Thanks for those Bob but I fear they are the wrong way around - they seem to be to use a UK appliance on a US mains system. I want a US gizmo to plug into our mains. Also, travel adapters don't have a high enough power rating do they? I just assumed that if I plugged a router drawing approx 1500 watts into a travel adapter rated for on 50 or so watts then it'll soon give up.
Am I wrong?


----------



## bobj3 (Jan 17, 2006)

Recoton ADF1650 50/1600W Dual Wattage Travel Converter

http://www.amazon.com/Recoton-ADF1650-Wattage-Travel-Converter/dp/B000028F42/ref=pd_sim_e_2
http://www.amazon.com/Recoton-ADF16...?ie=UTF8&s=electronics&qid=1221853487&sr=1-66


----------



## Check twice! (Feb 11, 2008)

Hi Mr T

If you require to convert 240V 50hz to 115V 60hz, you may want to check this out.

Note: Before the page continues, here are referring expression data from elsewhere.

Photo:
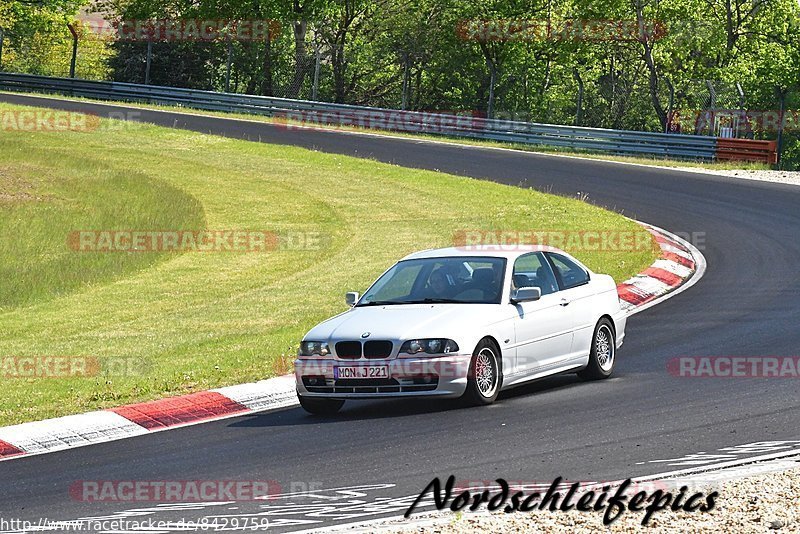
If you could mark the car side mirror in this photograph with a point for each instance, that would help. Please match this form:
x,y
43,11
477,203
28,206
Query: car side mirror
x,y
525,294
351,297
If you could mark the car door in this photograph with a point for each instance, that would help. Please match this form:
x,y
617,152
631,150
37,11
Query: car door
x,y
543,327
576,294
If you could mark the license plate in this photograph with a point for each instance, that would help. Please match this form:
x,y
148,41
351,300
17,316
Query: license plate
x,y
360,372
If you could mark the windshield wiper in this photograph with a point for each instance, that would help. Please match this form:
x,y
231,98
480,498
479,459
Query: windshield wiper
x,y
380,303
434,301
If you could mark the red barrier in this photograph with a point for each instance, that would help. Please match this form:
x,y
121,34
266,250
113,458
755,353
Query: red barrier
x,y
747,150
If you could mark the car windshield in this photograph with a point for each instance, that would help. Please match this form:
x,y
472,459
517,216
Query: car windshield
x,y
475,280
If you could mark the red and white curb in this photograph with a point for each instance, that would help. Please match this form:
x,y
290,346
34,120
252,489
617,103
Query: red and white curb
x,y
679,266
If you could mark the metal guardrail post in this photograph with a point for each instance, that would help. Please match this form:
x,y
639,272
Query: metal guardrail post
x,y
147,62
74,50
228,64
781,93
671,103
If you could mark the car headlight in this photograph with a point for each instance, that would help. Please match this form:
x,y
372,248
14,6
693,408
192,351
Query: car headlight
x,y
313,348
429,346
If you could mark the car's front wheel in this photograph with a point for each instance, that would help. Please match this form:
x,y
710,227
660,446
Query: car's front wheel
x,y
603,353
485,374
321,406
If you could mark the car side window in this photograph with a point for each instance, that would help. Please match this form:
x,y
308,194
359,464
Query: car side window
x,y
569,273
398,286
532,270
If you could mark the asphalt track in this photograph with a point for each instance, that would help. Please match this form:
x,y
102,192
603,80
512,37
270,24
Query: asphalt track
x,y
748,304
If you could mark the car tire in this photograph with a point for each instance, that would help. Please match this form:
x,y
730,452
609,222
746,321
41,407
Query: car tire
x,y
603,352
321,406
485,374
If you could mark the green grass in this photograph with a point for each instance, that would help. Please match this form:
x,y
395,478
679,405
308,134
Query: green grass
x,y
639,160
193,321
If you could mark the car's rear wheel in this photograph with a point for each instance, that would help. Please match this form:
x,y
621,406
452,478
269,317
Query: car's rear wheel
x,y
485,374
321,406
603,353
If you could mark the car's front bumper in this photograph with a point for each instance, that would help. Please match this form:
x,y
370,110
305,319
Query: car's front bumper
x,y
444,376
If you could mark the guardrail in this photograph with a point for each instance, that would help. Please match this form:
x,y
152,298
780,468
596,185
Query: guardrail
x,y
303,112
747,150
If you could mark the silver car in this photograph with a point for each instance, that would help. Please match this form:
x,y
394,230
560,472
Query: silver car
x,y
457,323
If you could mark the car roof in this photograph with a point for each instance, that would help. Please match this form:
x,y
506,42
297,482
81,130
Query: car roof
x,y
492,251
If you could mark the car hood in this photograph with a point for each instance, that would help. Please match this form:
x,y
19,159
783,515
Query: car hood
x,y
406,321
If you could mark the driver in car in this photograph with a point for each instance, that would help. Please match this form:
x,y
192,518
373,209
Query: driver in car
x,y
439,284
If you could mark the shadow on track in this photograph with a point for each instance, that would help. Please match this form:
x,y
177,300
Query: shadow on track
x,y
357,410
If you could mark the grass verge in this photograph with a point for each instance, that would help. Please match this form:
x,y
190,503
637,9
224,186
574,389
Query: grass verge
x,y
192,321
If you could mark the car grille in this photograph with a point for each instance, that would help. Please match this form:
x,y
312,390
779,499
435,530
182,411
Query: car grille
x,y
377,349
352,350
319,384
348,350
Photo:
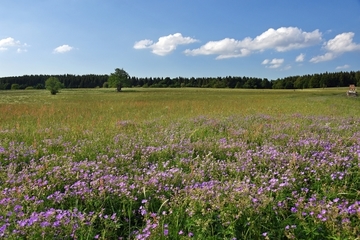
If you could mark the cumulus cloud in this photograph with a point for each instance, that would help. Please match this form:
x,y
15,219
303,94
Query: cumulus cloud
x,y
9,42
342,67
165,44
63,49
281,39
300,58
342,43
274,63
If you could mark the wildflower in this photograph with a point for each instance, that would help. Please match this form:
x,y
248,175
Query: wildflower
x,y
293,210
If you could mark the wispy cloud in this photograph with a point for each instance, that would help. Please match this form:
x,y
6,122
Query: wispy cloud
x,y
7,43
337,46
274,63
342,67
165,44
63,49
282,39
300,58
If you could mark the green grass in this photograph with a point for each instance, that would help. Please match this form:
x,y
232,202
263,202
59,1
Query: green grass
x,y
215,163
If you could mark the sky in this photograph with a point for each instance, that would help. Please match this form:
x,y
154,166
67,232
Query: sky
x,y
171,38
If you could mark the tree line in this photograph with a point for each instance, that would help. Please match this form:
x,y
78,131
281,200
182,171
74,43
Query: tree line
x,y
336,79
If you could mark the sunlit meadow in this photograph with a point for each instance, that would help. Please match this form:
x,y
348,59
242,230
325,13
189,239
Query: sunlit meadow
x,y
179,164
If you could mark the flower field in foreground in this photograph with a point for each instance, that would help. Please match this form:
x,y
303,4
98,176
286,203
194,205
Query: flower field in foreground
x,y
286,176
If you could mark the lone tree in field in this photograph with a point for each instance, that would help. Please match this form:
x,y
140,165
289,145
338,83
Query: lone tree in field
x,y
53,85
119,79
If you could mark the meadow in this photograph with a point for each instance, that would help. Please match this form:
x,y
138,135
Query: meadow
x,y
179,164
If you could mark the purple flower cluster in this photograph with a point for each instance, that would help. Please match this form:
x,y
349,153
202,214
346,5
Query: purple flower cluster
x,y
235,178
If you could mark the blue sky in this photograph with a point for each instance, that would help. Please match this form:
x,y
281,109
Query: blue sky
x,y
171,38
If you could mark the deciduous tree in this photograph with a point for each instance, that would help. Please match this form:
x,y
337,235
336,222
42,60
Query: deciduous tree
x,y
119,79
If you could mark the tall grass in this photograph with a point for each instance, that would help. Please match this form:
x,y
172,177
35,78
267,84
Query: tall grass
x,y
179,164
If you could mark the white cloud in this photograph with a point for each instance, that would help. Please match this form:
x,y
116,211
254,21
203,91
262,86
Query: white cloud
x,y
63,49
9,42
21,50
300,58
342,67
274,63
335,47
165,44
281,39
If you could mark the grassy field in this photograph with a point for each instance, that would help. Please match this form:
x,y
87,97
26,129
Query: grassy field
x,y
179,164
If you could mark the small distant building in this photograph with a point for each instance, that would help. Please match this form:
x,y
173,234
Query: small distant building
x,y
352,90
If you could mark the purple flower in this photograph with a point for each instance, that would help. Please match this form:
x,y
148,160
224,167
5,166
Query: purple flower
x,y
293,210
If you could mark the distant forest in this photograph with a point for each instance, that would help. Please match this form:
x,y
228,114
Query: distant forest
x,y
322,80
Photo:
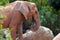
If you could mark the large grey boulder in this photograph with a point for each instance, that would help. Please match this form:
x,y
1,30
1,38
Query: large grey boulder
x,y
57,37
42,33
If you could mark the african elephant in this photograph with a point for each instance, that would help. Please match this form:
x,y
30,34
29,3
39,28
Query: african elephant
x,y
18,12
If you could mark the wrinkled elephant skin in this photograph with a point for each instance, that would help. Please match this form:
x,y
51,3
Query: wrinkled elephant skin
x,y
17,12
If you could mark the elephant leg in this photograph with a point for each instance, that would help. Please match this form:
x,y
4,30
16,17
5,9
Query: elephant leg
x,y
20,32
13,23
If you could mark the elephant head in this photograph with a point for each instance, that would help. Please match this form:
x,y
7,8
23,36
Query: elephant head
x,y
30,12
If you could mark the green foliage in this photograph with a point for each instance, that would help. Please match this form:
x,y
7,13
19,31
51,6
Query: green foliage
x,y
49,17
3,2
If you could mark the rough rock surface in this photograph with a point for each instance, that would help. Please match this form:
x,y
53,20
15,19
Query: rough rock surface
x,y
57,37
43,33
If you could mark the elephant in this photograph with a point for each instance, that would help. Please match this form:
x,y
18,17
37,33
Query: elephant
x,y
16,13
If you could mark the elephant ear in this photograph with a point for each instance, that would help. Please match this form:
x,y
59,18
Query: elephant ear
x,y
24,10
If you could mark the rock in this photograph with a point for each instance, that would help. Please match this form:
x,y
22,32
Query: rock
x,y
57,37
42,33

http://www.welectronics.com/transformer.shtml

May help, not real familiar with the difference hz but when I was little I could actually see a light bulb flicker. We at that time used 25hz and then we (goverment) decide to go 60hz, setting the standard for our country.

Good luck


----------



## harrysin (Jan 15, 2007)

There really is no substitute for cutting off the plug and fitting one of your 13amp ring main plugs with a 15 amp fuse. I don't know what colour code is used on your router but if you have an ohms meter check for continuity between the metal frame and each wire in turn until you find the correct one which will go to the top, largest pin clearly marked "earth". It is quite unimportant which way round the other two wires go.


----------